Hi Graham
But why did you study only two regions and only an increase in aerosol?
In a computer is just as easy to reduce them which would keep the world
wide value steady.
While the ones you picked are probably the best for all-year spray they
will not be so good once you have increased the CCN concentration and
there may be others which are nearly as good. For example around
mid-summer the long hours of sunshine, the high fraction of cloud cover,
the clean air and the low boundary layer might make the Barents Sea and
the Aleutians even better in June and July however bad they might be in
December and January when the spray vessels will have all migrated to
the Antarctic.
It is also scientifically interesting to know where the useless places
and seasons are. With coded modulation you do not need to do different
runs for everywhere. You can do just one long run and then select
seasonal subsets and Boolean combinations. The correlation process is
almost instantaneous.
Next you could vary the spray patterns in the light of the actual model
results to close a feedback loop. My engineer's guess for the most
promising control variables will be the temperature differences across
the Indian and Pacific Oceans but with coded modulation you have a good
chance to discover others.
Stephen
Emeritus Professor of Engineering Design. School of Engineering,
University of Edinburgh, Mayfield Road, Edinburgh EH9 3JL, Scotland
[email protected], Tel +44 (0)131 650 5704, Cell 07795 203 195,
WWW.homepages.ed.ac.uk/shs, YouTube Jamie Taylor Power for Change
On 30/07/2015 11:27, Graham Mann wrote:
Hi Stephen,
Re: your comment:
> I would be most grateful for information about where and when the
technology should NOT be used.
One thing is that the efficacy of the injection (just in terms of
radiative forcing) various considerably between different regions.

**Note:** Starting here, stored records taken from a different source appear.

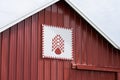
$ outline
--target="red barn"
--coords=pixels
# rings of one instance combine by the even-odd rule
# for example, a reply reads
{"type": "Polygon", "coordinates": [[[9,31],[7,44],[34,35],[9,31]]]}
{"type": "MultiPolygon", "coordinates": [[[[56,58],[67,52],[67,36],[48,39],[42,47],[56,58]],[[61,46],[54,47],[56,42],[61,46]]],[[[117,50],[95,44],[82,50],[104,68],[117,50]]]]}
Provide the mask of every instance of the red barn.
{"type": "Polygon", "coordinates": [[[69,1],[43,2],[0,23],[0,80],[120,80],[117,45],[69,1]],[[72,60],[42,57],[42,24],[72,28],[72,60]]]}

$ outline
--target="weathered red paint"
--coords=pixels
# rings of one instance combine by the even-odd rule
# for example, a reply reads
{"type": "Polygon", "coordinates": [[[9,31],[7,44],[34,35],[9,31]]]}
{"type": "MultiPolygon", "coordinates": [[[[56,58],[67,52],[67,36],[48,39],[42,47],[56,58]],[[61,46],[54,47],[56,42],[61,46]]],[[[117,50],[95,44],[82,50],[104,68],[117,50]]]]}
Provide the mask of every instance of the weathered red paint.
{"type": "Polygon", "coordinates": [[[120,80],[119,60],[62,0],[0,33],[0,80],[120,80]],[[42,24],[73,28],[73,61],[42,58],[42,24]]]}

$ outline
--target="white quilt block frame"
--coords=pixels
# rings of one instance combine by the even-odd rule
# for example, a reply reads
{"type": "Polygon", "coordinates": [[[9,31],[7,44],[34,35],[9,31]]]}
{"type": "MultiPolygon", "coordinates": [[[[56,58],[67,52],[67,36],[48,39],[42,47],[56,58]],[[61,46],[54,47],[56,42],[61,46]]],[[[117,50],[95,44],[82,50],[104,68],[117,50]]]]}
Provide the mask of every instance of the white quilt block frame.
{"type": "Polygon", "coordinates": [[[42,57],[73,60],[71,28],[42,25],[42,57]]]}

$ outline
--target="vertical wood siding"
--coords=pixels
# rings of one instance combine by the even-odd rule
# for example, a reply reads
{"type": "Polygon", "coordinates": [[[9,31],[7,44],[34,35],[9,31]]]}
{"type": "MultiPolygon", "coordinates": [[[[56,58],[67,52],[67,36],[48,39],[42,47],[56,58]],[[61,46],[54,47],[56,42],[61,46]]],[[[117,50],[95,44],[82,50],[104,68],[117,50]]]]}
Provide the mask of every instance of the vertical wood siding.
{"type": "Polygon", "coordinates": [[[116,80],[115,72],[71,63],[120,68],[119,60],[120,51],[62,0],[0,33],[0,80],[116,80]],[[42,24],[73,28],[73,61],[42,58],[42,24]]]}

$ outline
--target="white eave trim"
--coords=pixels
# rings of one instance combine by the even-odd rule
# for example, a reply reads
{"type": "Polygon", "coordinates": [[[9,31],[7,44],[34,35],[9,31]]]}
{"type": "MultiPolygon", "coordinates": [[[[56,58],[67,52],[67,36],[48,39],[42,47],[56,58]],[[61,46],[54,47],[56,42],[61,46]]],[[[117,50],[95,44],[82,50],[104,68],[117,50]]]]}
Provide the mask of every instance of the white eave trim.
{"type": "Polygon", "coordinates": [[[13,21],[13,22],[11,22],[11,23],[6,24],[5,26],[3,26],[3,27],[0,28],[0,33],[1,33],[2,31],[6,30],[6,29],[8,29],[8,28],[10,28],[10,27],[12,27],[13,25],[19,23],[20,21],[22,21],[22,20],[24,20],[24,19],[32,16],[33,14],[35,14],[35,13],[37,13],[37,12],[45,9],[46,7],[48,7],[48,6],[50,6],[50,5],[58,2],[58,1],[59,1],[59,0],[53,0],[53,1],[51,1],[50,3],[46,3],[46,4],[43,5],[42,7],[38,8],[38,9],[36,9],[36,10],[34,10],[34,11],[31,11],[31,12],[28,13],[28,14],[23,15],[22,17],[16,19],[15,21],[13,21]]]}
{"type": "Polygon", "coordinates": [[[96,29],[107,41],[109,41],[116,49],[120,47],[114,43],[103,31],[101,31],[88,17],[86,17],[71,1],[65,0],[79,15],[81,15],[91,26],[96,29]]]}

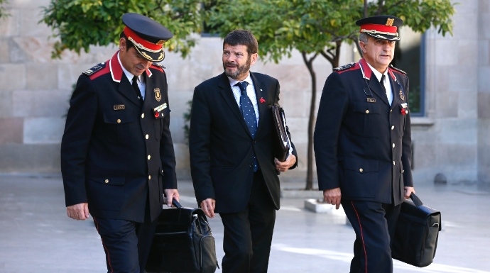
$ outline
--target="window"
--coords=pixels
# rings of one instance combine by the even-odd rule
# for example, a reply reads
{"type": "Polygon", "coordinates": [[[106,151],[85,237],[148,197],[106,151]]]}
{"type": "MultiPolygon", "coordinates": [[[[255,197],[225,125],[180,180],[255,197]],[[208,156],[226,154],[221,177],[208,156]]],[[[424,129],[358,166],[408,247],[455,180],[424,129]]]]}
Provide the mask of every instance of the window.
{"type": "Polygon", "coordinates": [[[407,72],[410,79],[408,104],[410,115],[421,116],[425,114],[424,35],[408,27],[401,28],[399,33],[400,40],[395,48],[395,57],[391,64],[407,72]]]}

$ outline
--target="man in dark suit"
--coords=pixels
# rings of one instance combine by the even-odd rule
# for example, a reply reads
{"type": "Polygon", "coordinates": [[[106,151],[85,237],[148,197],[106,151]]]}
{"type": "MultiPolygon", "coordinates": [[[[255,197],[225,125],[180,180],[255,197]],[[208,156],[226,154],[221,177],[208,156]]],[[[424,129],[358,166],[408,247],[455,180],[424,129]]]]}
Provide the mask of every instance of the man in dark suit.
{"type": "Polygon", "coordinates": [[[342,204],[356,233],[352,273],[393,272],[390,244],[400,204],[415,192],[408,78],[390,65],[402,23],[390,16],[356,22],[364,57],[328,77],[318,108],[319,189],[327,203],[342,204]]]}
{"type": "Polygon", "coordinates": [[[192,99],[192,182],[206,215],[221,216],[225,273],[267,272],[279,209],[278,174],[296,167],[293,145],[285,162],[274,157],[271,106],[278,105],[279,82],[249,72],[257,50],[250,31],[229,33],[223,42],[224,73],[196,87],[192,99]]]}
{"type": "Polygon", "coordinates": [[[163,204],[179,198],[167,78],[153,63],[163,60],[172,33],[142,15],[122,21],[119,50],[78,79],[61,172],[67,213],[76,220],[92,214],[107,272],[139,273],[163,204]]]}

The radiative effects for a given increase in CCN depend strongly on
the background CCN concentration in the region.
That’s partly because the cloud droplet number concentration (CDNC)
against CCN curve is non-linear.
And also because it’s the relative CDNC change that is important for
the brightening effect (rather than the absolute change).
So the same change in tropospheric CCN translates into quite different
radiative forcing in different regions.
Some work by Ben Parkes and others at Leeds (currently unpublished)
that we presented at EGU 2013 (see attached) demonstrates this effect.
For example we see that injecting sea-spray in the North Pacific
stratocumulus region is 3-4 times less effective than in injecting in
the South Pacific Sc region.
And that both regions saturate for increasing injection of sea-spray.
Cheers
Graham
** Dr. Graham Mann, NCAS Senior Research Scientist **
** Institute for Climate & Atmospheric Science T: +44 0113 3431660 **
** Room 10.108, School of Earth & Environment F: +44 0113 3435259 **
** University of Leeds, Leeds, LS2 9JT, U.K. E: [email protected] **
*From:*[email protected]
[mailto:[email protected]] *On Behalf Of *Stephen Salter
*Sent:* 30 July 2015 10:28
*To:* [email protected]
*Subject:* Re: [geo] 2 quick questions for Social scientists,
humanities researchers, philosophers of SRM
Pete,
Thank you for you request.
The one thing I would like is the production of world-wide seasonal
maps of the susceptibility with respect to temperature and
precipitation to changes in the concentration of tropospheric cloud
condensation nuclei from everywhere to everywhere else. I hope that
the coded modulation idea in the attached paper might be useful but
perhaps you can think of better ways. A 1.6 Mb paper is attached
but, if it is chopped, I can send it directly to anyone who emails me
I would be most grateful for information about where and when the
technology should NOT be used.
Stephen
Emeritus Professor of Engineering Design. School of Engineering,
University of Edinburgh, Mayfield Road, Edinburgh EH9 3JL, Scotland
[email protected] <mailto:[email protected]>, Tel +44 (0)131 650 5704,
Cell 07795 203 195, WWW.homepages.ed.ac.uk/shs
<http://WWW.homepages.ed.ac.uk/shs>, YouTube Jamie Taylor Power for Change
On 30/07/2015 10:05, p.j.irvine wrote:
Hi all,
As you might know, I work primarily on the climate response to SRM
and I'd like to know how we can better understand the implications
of SRM and how those implications will depend on what we discover
about its likely consequences. So if you have the time, I'd like
all you social scientists, humanities researchers and philosophers
of SRM to answer these 2 questions:
1) With regards to its consequences, what one thing would help you
to better understand the implications of SRM for your area of
interest?
2) What one thing do you wish that those of us working on the
physical consequences of SRM would bear in mind?
These don't have to be easily achievable and feel free to be
controversial but I'd like to get a taste for what people feel
we'll need to do to understand this issue better.